Good Manufacturing Practices (GMP) - questions and answers
Here you may find answers to frequently asked questions regarding Annex 13 on medicinal products in clinical trials in the European guidelines on GMP.
For comments and further questions, please contact Head of Department Annette Byrholt Hansen on: email@example.com
Can a medicine batch be placed outside the EU/EEA when released?
No. A medicine batch must always be located physically within the EU/EEA when released by a qualified person (QP), cf. 1.1 of EU GMP Annex 16.
Is it a mistake that there are no longer any requirements for destruction of empty and half empty medicinal product packets?
By close reading you will find that what used to be indicated under paragraph 49 “unused investigational medicinal products” is now indicated under paragraph 53 as “unused and/or returned investigational medicinal products” in the revised Annex. Hence, the requirement is not reduced in the new Annex, as returned packets include empty and half empty packets.
Must the name of the investigator appear directly from the labelling or is it sufficient if it appears in code?
Under paragraph 26, it is not a requirement that the name of the investigator appears directly from the packet. However, it should always be considered closely, e.g. it is recommended where patients bring home trial medicine. If the investigator is chosen to be the person responsible for information (cf. point 26a: “main contact for information on the product, clinical trial and emergency unblinding”), his or her name must appear from the labelling.
To this we have received the following comment: If it, in the country where the study will be carried out, is accepted to use the Trial Reference Code, as described in paragraph 26d of Annex 13, and the patient also holds a leaflet or a card, as described in paragraph 27, it is not deemed necessary that trial medicine is marked with the doctor’s name in cases where the patient brings home trial medicine.
As a starting point, the Danish Medicines Agency maintains its decision that the name of the investigator should appear when patients bring home trial medicine. Paragraph 27 only allows that the address and telephone number need not appear on the label where the subject is given a leaflet or card which provides this detail. There must be a reasonable explanation if this is omitted.
Must medicinal products for clinical trials (IMP) imported from countries outside the EU/EEA be reassessed?
It is not obligatory to reassess IMP within the EU. In pursuance of the GMP rules (cf. Annex 13, Table 2), the specialist is, however, expected to prepare a statement if the reassessment lacks.
Can private pharmacies label medicinal products for clinical trials?
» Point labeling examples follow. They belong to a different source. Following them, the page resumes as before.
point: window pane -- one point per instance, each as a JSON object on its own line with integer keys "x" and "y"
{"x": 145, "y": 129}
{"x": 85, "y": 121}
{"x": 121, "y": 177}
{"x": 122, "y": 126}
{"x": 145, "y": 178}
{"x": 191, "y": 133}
Private pharmacies must not label medicinal products for clinical trials as a contractual part for a pharmaceutical company, cf. the Danish Act on Pharmacy Practice. Pharmacies must only carry out labelling provided that it is a non-interventional trial of marketed medicinal products and that the pharmacy does exactly as it does usually, i.e. to label medicinal products with the usual usage label with the information specified by the doctor on the prescription.
Is it still permitted to write: “investigator: and Subject no.:” on the label, so that the staff at the clinical site fills in the two fields in handwriting?
Release of medicinal products, hereunder control that the labelling is correct, is the responsibility of the specialist. If the name of the investigator and the number of the trial subject is not indicated prior to the release, the following labelling must at least be carried out by qualified and authorised staff within the quality control system. It must be double-checked and batch documentation must be drawn up for the labelling. As a point of departure, the information mentioned must appear from the packets when they are received at the site.
Section 23(3) of the GMP executive order provides that all critical manufacturing processes must be validated regularly. Must validation be conducted exactly as for medicinal products with a marketing authorisation or should the stage of development of the product be taken into consideration?
In paragraph 17 of Annex 13, it is indicated that validation is not expected to the same extent as for routine manufacturing of medicinal products. The term critical manufacturing processes in the executive order refers to particularly critical processes, such as those specifically mentioned in paragraph 17 of Annex 13, e.g. virus inactivation and sterilisation processes. Such particularly critical processes are expected to be validated for all medicinal products, even at the earliest stages of development of a product. The extent of additional validation is expected to increase with the product development, so that for medicinal products for stage III clinical trials, full validation is usually carried out so that it corresponds to the level of medicinal products with marketing authorisation. Incidentally, the formulation has been changed in the current executive order on GMP/GDP.
Should the responsible person be continuously contactable?
According to section 30 of the GMP executive order, pharmaceutical manufacturers are obliged to introduce an effective system for the processing of complaints, which makes it possible to initiate recall operations of medicinal products in the distribution network promptly and at any time.
We expect companies to be continuously contactable to be able to perform a recall, if required. It is not a requirement that the responsible person or the qualified person can be contacted directly. But it must be ensured that the responsible person is informed about any enquiries that are relevant to his responsibilities, and the company should have relevant procedures for how to handle such calls.
We also expect that contact details are made readily available to citizens as well as the Danish Medicines Agency. If the company can be contacted on a special phone number outside opening hours, we expect that a call to your main phone number will inform about the possibility to call the relevant phone number. Any unanswered calls should be returned as soon as possible.